Geography
- Location: Belize City, Belize
- Coordinates: 17°30′26″N 88°11′44″W﻿ / ﻿17.507192°N 88.195646°W

Organisation
- Type: General

History
- Former name: Old Belize City Hospital
- Opened: 1820 Old Belize City Hospital; 18 September 1995, Karl Heusner Memorial Hospital

Links
- Website: www.khmh.bz
- Lists: Hospitals in Belize

= Karl Heusner Memorial Hospital =

Karl Heusner Memorial Hospital (formerly the Old Belize City Hospital) is the main public hospital in Belize City, Belize. It functions as both the national referral hospital, and the district hospital for Belize District. It is located on Princess Margaret Drive, next to the offices of the Belize Social Security Board. It is publicly owned and operated, and is the main hospital in the area.

Within the city there are seven other public hospitals, including three regional hospitals.

==History==
The original Old Belize City Hospital was established in 1820.
Antoni Gościński worked as a surgeon at the hospital from 1949. The new Belize City Hospital opened its doors on 18 September 1995 and was renamed after Dr. Karl Heusner as a tribute to his lengthy career in medicine and his dedication to the people of Belize, serving the people for 63 years from his clinic. Its total construction costs were roughly BZ$45 million. Facilities on its grounds include the Bliss School of Nursing, the Central Medical Lab, and the Government Eye Clinic.
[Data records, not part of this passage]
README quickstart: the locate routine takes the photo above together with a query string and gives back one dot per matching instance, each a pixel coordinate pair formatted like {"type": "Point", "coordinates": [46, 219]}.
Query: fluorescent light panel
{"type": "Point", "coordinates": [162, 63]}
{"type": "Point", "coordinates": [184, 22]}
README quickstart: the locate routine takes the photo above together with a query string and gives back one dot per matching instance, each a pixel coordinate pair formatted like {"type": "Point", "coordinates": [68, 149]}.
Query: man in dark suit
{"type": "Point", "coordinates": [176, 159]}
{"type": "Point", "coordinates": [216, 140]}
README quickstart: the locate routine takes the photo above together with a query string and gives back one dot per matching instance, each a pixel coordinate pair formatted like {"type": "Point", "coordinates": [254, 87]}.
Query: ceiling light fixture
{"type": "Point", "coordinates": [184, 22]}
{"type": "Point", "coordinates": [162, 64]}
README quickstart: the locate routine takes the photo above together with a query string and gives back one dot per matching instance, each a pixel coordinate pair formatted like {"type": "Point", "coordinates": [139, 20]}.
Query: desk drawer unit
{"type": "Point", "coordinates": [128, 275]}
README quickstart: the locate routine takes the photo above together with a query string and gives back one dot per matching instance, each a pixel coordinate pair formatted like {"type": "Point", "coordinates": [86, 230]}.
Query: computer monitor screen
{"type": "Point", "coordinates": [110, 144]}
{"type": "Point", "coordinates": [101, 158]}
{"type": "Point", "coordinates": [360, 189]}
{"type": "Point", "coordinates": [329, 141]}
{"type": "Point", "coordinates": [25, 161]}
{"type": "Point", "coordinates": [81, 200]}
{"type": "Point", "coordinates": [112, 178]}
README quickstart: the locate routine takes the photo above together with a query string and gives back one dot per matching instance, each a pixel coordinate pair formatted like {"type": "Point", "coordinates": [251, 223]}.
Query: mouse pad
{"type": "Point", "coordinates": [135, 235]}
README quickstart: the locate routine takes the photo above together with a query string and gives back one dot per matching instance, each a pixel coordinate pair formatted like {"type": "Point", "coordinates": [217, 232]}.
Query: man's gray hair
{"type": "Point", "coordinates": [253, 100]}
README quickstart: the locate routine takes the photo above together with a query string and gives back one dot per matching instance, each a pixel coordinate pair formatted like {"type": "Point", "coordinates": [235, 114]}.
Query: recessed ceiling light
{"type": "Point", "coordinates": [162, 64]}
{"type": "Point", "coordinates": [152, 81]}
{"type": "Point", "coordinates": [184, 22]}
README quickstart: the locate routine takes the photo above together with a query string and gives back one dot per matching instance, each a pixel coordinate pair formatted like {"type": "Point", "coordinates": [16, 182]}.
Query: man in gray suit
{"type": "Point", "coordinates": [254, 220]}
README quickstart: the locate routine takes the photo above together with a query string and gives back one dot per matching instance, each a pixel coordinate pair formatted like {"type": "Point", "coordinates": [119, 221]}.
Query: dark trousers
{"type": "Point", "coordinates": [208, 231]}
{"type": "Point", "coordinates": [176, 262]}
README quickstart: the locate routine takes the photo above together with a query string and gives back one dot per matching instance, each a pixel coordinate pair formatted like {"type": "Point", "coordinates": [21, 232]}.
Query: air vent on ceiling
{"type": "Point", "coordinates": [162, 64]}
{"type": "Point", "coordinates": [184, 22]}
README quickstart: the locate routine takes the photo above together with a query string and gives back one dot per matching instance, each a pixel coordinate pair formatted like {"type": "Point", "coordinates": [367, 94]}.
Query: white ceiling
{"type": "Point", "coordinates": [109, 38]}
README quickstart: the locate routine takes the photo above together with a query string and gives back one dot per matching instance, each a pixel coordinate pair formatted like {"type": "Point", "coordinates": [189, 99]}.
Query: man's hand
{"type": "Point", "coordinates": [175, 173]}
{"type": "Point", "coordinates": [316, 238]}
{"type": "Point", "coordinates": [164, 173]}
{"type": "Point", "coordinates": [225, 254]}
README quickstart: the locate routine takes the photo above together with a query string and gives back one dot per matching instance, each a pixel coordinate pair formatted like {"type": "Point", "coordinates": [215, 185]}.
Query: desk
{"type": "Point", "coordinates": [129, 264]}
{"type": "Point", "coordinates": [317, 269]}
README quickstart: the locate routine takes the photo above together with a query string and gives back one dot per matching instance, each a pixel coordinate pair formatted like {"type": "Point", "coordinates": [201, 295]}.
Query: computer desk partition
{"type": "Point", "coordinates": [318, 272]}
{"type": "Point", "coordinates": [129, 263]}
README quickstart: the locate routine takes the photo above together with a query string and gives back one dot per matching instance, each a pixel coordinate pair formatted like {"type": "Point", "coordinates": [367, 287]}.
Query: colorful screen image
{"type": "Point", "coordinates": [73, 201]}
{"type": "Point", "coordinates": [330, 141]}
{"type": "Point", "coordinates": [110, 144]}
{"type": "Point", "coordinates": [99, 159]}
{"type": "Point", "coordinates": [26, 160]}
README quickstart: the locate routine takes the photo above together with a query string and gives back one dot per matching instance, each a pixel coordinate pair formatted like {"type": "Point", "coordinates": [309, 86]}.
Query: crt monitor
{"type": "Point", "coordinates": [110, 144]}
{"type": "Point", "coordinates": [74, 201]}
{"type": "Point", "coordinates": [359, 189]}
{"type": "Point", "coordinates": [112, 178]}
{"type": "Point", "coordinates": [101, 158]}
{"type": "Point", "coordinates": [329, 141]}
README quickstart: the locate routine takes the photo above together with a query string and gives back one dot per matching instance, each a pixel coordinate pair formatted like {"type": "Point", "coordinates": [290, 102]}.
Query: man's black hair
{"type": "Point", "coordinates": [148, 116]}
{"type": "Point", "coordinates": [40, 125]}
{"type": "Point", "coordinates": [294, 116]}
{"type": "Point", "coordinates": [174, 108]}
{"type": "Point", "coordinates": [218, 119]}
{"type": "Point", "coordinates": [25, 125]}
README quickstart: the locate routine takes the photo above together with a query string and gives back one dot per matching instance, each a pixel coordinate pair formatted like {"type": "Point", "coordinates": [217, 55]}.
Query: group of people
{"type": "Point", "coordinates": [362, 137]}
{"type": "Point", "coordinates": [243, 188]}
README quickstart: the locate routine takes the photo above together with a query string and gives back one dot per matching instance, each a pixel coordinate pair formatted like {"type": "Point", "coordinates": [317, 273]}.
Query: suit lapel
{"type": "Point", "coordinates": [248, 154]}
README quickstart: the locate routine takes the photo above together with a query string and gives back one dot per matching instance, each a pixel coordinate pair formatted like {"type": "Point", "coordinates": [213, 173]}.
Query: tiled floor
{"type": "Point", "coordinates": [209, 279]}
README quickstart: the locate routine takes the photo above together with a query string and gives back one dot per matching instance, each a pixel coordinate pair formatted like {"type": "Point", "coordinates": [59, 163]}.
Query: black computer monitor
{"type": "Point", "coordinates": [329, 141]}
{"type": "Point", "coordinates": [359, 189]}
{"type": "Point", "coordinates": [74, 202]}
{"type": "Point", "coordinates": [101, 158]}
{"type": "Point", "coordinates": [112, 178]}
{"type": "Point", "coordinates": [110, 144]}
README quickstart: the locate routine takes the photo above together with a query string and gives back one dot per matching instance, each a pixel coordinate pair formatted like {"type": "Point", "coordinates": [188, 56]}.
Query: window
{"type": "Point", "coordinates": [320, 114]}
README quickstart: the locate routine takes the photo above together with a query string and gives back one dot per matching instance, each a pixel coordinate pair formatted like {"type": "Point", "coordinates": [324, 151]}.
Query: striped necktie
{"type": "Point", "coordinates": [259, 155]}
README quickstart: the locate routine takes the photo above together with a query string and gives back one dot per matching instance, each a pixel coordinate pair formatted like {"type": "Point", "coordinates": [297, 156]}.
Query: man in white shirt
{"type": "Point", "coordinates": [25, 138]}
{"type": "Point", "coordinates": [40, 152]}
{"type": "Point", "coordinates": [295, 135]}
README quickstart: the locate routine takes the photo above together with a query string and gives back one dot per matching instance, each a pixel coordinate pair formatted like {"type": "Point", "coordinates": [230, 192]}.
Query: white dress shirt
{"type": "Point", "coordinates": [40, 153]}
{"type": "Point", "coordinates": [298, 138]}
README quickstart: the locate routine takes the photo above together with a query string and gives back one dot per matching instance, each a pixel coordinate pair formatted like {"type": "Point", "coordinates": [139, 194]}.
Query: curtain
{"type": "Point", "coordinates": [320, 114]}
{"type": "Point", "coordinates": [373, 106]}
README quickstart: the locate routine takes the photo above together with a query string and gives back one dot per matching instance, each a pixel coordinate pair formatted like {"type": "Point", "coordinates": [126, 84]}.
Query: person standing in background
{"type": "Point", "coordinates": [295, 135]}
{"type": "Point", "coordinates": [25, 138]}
A scandal arose surrounding KHMH in 2009 when questionable procurement practises regarding pharmaceuticals and other medical supplies came to light, and the government set up a commission of inquiry to investigate. Chairman Ricardo Fabro resigned in the aftermath. In May 2011, Corozal Town businessman Gulab Sharma was named the new chairman. In June 2011, construction work began on its children's intensive care unit. In October 2011, a medical mission from the United States arrived at the hospital to provide specialized treatment, such as cardiac catheterization and podiatry consultations.

== Facilities ==
As the hospital notes: "The KHMH has a capacity of 134 beds, and boast three surgical suits as well as two labor and delivery suits. A 24/7 stat lab, weekend pharmacy services, and range of over 25 specialists make the KHMH the place where, increasingly, more and more Belizeans turn to for emergency and medical care. Specialist clinics are held weekdays; additionally, private services are offered, allowing KHMH patients more options even within the parameter of being a public institution."